The email, which came from a Luther Pendragon address, was very critical of Tory policy towards Home Information Packs, which the party says it will scrap if it forms the next government later this year. The email called the policy “irrational and regressive” and accused the Conservative frontbench of having ignored “many voices and reams of evidence” on the issue.
Strangely, the email was also sent to the Tory policy makers and frontbenchers it openly lambasted. It also personally thanked each recipient for their previous responses on the issue, even though many of the current and hopeful MPs receiving the message had never previously corresponded with Luther Pendragon or the AHIPP.
The Conservative leadership reacted angrily to the email. Shadow Housing Minister Grant Shapps, both a recipient of the email, and someone specifically criticised by the letter, told PR Week: “This is one of the most crass examples of public affairs I have ever seen from a lobbying company. Spamming parliamentary candidates with political abuse from a company email address hardly displays the intelligent political awareness that Luther Pendragon proclaim on their website”.
He continued: “Email has great potential to engage parliamentary candidates with the public in the forthcoming general election. Yet the public affairs industry needs to realise that, like poorly targeted, unsolicited press releases, email also has the potential to annoy and undermine the very issues you are championing.
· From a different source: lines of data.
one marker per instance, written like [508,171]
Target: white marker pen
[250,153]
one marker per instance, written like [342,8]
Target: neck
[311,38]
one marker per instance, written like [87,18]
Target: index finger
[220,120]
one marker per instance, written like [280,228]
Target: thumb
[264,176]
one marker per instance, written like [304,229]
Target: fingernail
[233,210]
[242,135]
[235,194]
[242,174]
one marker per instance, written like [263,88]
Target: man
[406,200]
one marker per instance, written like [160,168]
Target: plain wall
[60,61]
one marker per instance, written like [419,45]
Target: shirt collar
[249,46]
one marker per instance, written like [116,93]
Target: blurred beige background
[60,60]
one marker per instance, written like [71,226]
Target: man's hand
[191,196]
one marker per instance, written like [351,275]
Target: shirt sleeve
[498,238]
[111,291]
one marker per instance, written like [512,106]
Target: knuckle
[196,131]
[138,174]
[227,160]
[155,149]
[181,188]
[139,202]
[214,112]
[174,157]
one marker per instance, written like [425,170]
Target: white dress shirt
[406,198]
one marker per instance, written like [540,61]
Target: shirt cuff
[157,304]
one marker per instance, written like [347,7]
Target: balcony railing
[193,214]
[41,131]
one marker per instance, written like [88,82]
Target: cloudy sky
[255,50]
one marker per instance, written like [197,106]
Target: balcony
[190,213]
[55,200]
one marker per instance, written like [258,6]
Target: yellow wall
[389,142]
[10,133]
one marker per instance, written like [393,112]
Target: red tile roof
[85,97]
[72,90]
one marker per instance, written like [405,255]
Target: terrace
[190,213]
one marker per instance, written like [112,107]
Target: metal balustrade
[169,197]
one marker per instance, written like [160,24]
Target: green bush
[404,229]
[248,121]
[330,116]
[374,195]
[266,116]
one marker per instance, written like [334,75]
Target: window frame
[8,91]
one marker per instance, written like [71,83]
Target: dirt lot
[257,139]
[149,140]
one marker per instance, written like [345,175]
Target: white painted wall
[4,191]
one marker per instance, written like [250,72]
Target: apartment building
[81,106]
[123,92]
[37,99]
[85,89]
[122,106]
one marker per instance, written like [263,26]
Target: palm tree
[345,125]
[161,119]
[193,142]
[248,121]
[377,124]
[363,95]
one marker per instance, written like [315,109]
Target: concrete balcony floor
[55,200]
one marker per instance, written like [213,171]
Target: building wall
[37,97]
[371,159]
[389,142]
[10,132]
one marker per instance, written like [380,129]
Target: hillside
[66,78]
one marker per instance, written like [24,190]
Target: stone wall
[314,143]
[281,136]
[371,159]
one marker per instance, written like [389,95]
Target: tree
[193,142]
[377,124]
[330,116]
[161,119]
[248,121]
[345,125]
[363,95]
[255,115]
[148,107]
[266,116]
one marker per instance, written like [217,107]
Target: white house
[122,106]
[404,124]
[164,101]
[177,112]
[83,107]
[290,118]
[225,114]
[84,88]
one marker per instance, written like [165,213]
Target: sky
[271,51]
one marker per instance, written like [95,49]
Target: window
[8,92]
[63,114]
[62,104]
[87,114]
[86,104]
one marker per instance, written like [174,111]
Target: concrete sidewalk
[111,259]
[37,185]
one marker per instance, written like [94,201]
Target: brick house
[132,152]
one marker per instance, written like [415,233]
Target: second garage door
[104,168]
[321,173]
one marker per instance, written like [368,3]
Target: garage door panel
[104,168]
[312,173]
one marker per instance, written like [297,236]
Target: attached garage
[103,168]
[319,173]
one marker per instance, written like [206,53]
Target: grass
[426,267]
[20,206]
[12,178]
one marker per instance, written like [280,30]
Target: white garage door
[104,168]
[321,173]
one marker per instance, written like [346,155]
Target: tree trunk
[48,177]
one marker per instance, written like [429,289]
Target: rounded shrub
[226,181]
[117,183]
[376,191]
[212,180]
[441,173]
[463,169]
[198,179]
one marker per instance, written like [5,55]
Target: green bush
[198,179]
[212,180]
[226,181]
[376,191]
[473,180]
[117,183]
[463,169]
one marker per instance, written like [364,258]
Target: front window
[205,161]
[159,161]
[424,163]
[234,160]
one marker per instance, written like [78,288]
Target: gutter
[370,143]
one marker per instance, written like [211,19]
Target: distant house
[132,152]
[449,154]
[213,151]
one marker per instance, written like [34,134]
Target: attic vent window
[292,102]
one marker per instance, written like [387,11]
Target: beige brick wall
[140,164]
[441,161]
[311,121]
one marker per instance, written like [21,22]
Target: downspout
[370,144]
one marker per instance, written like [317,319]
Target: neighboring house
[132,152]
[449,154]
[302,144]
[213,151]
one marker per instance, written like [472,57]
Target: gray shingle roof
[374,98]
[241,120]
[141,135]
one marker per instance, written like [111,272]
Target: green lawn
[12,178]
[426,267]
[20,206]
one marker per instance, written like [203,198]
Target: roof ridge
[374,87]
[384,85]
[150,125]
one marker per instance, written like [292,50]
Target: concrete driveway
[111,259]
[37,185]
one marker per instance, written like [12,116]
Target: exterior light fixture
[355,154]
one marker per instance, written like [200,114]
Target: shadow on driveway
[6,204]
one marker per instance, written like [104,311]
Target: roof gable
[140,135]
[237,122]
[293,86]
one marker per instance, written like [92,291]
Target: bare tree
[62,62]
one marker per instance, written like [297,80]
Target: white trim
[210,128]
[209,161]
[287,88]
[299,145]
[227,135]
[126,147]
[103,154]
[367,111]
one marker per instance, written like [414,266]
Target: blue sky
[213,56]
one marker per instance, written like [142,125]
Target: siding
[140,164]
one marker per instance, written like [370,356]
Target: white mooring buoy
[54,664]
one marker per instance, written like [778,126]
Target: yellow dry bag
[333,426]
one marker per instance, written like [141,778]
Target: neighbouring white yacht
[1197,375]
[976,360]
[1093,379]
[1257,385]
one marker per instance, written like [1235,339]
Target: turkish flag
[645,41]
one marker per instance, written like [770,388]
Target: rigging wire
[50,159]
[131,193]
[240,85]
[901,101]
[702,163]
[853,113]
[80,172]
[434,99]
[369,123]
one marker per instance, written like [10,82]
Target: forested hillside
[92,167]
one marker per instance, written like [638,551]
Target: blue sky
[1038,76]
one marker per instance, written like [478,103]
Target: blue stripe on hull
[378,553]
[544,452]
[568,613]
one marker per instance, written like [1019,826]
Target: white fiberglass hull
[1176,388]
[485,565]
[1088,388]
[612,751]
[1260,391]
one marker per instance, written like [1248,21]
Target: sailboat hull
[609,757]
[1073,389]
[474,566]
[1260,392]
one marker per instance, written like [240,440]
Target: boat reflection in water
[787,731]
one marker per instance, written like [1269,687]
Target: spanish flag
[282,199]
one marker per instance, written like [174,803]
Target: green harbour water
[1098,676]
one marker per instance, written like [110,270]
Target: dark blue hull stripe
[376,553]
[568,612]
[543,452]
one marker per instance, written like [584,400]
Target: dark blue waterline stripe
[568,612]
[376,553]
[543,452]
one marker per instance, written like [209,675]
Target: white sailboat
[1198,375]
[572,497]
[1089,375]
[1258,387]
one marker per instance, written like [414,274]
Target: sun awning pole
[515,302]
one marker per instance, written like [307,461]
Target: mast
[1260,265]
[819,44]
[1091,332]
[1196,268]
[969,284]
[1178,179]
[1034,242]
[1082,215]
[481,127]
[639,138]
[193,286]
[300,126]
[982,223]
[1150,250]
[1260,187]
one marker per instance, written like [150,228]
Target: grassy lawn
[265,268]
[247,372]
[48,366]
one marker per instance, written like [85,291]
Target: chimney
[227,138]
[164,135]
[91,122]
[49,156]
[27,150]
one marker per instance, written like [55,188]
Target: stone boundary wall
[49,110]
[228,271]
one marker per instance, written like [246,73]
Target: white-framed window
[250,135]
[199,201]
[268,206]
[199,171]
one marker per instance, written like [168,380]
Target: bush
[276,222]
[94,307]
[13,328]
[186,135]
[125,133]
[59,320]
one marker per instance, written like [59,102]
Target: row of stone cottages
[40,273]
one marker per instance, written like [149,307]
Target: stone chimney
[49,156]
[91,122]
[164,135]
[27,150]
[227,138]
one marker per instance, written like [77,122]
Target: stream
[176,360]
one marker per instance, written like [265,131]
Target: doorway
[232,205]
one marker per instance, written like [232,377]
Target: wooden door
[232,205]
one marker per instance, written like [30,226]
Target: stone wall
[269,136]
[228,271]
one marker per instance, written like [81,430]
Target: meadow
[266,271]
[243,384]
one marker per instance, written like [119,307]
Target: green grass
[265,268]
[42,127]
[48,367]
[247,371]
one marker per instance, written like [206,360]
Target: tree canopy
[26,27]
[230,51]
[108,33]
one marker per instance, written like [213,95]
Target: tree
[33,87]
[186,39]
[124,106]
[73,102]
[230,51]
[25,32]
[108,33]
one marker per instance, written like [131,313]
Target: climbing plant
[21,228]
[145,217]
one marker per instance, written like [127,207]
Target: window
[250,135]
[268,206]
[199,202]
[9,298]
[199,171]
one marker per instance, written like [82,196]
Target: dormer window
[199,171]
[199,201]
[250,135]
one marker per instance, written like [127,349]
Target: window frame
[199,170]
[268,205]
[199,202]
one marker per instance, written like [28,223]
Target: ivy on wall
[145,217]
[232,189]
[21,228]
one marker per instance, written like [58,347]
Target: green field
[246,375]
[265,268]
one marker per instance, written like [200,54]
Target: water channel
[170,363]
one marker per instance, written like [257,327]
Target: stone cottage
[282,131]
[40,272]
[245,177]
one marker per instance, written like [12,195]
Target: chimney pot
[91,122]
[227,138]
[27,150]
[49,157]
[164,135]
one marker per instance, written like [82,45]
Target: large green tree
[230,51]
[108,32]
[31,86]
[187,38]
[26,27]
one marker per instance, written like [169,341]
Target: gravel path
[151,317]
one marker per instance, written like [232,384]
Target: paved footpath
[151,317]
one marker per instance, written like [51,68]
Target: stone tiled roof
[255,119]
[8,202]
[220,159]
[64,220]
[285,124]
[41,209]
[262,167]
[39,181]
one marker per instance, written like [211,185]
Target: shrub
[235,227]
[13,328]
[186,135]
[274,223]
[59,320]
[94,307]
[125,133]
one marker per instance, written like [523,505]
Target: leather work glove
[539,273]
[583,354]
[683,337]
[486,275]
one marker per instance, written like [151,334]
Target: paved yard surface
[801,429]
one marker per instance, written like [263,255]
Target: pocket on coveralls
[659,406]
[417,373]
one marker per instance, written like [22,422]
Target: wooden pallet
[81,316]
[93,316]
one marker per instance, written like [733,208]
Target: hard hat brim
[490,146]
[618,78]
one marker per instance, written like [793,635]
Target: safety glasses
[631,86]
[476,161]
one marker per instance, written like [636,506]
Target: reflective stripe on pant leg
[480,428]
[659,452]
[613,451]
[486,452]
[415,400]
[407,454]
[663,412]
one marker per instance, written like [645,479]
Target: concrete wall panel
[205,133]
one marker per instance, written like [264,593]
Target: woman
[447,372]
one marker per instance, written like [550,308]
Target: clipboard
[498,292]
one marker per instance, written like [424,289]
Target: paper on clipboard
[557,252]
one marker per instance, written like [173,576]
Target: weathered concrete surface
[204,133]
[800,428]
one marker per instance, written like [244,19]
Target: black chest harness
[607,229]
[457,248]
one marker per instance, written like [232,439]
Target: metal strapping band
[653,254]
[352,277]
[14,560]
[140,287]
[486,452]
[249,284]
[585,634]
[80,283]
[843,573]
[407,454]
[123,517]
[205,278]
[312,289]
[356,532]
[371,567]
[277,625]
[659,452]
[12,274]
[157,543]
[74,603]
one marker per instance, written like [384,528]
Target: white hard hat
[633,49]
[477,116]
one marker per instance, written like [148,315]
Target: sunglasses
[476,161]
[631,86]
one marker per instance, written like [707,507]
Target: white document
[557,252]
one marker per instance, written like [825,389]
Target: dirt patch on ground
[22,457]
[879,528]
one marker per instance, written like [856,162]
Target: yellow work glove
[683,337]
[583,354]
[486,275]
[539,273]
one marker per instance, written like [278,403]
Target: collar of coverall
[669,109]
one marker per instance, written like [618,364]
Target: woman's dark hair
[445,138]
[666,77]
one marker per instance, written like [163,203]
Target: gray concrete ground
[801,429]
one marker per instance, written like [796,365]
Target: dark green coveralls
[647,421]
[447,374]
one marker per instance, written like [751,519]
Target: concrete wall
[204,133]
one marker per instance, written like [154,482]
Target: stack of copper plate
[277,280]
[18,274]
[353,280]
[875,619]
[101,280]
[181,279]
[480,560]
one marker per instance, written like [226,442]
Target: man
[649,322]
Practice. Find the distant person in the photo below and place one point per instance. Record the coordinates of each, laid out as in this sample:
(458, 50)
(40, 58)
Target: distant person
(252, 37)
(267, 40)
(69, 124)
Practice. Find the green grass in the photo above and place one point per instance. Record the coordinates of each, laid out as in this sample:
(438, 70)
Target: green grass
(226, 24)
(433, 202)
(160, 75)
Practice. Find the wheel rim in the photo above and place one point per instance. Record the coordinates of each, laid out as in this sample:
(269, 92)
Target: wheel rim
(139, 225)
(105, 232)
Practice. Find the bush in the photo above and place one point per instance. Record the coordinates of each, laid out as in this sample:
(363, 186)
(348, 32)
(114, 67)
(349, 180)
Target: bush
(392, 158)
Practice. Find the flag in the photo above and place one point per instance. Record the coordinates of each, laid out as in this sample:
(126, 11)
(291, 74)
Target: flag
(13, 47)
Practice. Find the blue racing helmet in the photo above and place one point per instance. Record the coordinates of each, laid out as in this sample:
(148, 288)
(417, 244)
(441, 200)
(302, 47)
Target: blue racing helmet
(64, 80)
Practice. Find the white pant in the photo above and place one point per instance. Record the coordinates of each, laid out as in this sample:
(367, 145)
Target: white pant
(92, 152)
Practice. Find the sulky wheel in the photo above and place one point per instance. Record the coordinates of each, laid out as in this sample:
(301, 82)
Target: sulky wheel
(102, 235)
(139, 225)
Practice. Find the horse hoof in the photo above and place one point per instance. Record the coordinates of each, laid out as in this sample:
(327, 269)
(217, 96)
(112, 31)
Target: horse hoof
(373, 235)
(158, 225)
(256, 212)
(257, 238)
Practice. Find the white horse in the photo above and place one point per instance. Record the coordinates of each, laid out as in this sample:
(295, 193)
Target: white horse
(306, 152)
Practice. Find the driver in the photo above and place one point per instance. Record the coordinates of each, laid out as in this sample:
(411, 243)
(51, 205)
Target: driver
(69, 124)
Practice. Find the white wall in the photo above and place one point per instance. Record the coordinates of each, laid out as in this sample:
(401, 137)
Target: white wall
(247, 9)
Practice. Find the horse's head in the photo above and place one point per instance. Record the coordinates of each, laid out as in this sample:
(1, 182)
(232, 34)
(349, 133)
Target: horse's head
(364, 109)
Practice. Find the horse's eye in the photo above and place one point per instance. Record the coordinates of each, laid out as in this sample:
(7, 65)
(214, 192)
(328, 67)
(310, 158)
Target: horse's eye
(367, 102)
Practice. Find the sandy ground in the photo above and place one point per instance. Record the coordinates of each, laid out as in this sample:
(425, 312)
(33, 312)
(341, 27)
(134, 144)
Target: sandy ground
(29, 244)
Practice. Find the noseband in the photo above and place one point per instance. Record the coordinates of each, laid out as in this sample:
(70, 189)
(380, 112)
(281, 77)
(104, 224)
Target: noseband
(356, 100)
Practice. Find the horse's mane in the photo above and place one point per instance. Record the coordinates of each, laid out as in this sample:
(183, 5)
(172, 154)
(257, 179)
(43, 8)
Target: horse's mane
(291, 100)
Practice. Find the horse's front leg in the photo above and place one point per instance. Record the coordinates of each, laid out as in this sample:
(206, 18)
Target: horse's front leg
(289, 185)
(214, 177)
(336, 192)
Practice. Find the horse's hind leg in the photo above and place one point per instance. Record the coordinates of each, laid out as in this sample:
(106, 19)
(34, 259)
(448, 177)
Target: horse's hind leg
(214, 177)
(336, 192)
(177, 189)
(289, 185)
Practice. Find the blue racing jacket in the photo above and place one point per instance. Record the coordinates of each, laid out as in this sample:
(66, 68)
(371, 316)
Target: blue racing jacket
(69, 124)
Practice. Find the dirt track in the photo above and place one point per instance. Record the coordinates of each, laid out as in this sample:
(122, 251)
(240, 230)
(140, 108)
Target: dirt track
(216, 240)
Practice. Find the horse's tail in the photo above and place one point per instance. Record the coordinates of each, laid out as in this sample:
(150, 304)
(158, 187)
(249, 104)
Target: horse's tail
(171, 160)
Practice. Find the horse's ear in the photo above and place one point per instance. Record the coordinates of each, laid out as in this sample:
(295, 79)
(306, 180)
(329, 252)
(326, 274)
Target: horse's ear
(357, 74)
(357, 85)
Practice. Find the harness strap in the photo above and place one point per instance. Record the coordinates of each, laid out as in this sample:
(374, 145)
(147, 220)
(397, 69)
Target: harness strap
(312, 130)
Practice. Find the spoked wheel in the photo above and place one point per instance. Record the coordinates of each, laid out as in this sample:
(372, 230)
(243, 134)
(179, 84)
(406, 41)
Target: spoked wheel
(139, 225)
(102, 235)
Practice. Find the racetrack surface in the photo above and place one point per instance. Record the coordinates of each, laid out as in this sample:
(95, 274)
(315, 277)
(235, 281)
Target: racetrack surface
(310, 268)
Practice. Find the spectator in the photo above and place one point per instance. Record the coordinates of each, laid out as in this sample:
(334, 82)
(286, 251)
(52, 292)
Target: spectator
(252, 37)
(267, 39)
Conservatives are happy to talk to the housing industry over our plans to scrap Home Information Packs, but personal, angry campaigns are not a great way to win friends and influence people”.
The story subsequently gained more momentum when the AHIPP accused Luther Pendragon of having sent out the wrong emails to many recipients, hence why the correspondence openly criticised some of the MPs who were actually receiving it, and the odd remark regarding past responses. The lobbying agency subsequently admitted there had been an administrative error in the distribution of the letter, adding that it should also have come from an AHIPP email address, rather than being so clearly linked to their agency.
AHIPP has now apologised to any offended Tories, though it seems unlikely even placated backbenchers or parliamentary candidates will now have much sway on this issue with Shapps and his frontbench colleagues. Luther Pendragon had already told AHIPP it wished to bring to an end its relationship with the association before the email error took place.